Why you should not deliver a client for web-services
Today I'd like to explain why a wise service consumer should not ask a service provider for a service client. Before I start with all the technical details, let me describe a sample scenario:Team A and team B are working on two different applications. Then one day the product owner wants to integrate both applications. Therefore team B has to access the data in the application of team A. The architecture board of the company decides that - if possible - all applications should be integrated using web-services via SOAP over HTTP. So team A implements a web-service and delivers a WSDL file to team B. But after a short time team B bemoans that they cannot access the service and asks team A to deliver a client for their web-service. Does this sound familiar to you?
Usually team B acts that way because of lack of time or simply because they don't have the knowledge how to access a web-service and sometimes it is just politics. If team B tries to argue that team A actually has everything they need to access the service, they often lose the debate. In case of escalation, project managers, team leaders or product owners who don't have any clue about the technology usually decide that team A in their role as service provider have to deliver a working service that includes a service client.
Because of their bad political standing team A usually decides to deliver an easy-to-use client. They generate stub classes from the WSLD file, package them with some kind of web-service framework like CXF and configure the client with the endpoints for different stages. Team B can now easily access the service and in short time that behavior seems to have many benefits for team B:
- no time investment for implementing the client
- no need of web-service know-how
- easy or no configuration of the client
- client code is in responsibility of service provider
The problem is that every service provider is using their own technology and their own service framework. Even if you agree on one framework for web-services, sooner or later the framework will be upgraded to an newer version or replaced by another framework. You can not avoid this, either way any innovation will stop. This means that every web-service client introduces a new set of libraries as dependency and if you decide to go this way you someday you will end in the dependency hell. The following diagram visualizes the issue:

Some people may argue that you can avoid that problem by using OSGi. In my opinion that is just partly right. First, you can not migrate every existing application to OSGi. Second, in some scenarios like deployment with Java-WebStart you need to minimize the size of your application to keep the network traffic down and startup time high. If every service brings its own dependencies, your deployment package will soon be very big. That is why I think that by using OSGi you just hide the problem without solving it. But don't get me wrong: I think that OSGi is a very cool technology that can help you to get your architecture and dependencies straight. In my eyes it's just not the answer to every problem.

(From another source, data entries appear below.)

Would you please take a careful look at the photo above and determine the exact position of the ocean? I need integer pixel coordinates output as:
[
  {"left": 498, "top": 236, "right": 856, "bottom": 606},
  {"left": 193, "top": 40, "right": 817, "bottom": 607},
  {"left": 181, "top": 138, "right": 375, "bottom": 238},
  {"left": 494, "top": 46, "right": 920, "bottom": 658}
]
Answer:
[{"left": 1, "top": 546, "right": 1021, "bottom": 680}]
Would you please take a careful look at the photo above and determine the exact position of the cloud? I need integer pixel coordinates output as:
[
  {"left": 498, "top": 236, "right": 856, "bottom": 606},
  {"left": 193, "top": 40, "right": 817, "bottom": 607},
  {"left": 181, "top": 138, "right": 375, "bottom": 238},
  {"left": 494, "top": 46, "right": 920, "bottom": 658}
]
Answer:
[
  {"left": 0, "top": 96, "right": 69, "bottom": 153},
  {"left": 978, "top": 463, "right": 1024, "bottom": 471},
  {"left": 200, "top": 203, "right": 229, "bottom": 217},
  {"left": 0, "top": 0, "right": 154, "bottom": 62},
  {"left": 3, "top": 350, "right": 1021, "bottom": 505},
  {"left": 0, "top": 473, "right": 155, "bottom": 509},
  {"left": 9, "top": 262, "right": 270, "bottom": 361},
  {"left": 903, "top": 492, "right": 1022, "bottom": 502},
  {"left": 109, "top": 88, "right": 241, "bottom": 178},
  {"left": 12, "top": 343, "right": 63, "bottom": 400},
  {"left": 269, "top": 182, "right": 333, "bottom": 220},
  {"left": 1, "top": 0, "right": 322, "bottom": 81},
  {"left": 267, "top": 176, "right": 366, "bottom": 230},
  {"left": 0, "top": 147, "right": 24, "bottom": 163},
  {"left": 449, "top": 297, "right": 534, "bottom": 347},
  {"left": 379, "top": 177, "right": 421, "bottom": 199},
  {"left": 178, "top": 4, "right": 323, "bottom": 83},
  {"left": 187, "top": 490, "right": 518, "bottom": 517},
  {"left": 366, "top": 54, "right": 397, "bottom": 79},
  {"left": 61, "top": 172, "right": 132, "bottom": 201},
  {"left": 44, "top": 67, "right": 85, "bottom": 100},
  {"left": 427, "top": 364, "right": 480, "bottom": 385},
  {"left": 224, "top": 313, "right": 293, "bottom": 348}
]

I think that dependency management is one of the key aspects to avoid degeneration of your application over time. This dependency management is especially important if your application is part of a distributed system or SOA.
If you are working in a team that uses web-services as service consumer, then don't ask the service provider to deliver a service client. Instead decide for a web-service framework and create client stubs from WSDL files for all of your services. Use your energy and political influence to agree on following points with the service provider:
- versioning strategy for the service
- change management process
- service level agreement
How does your organization handle this issue?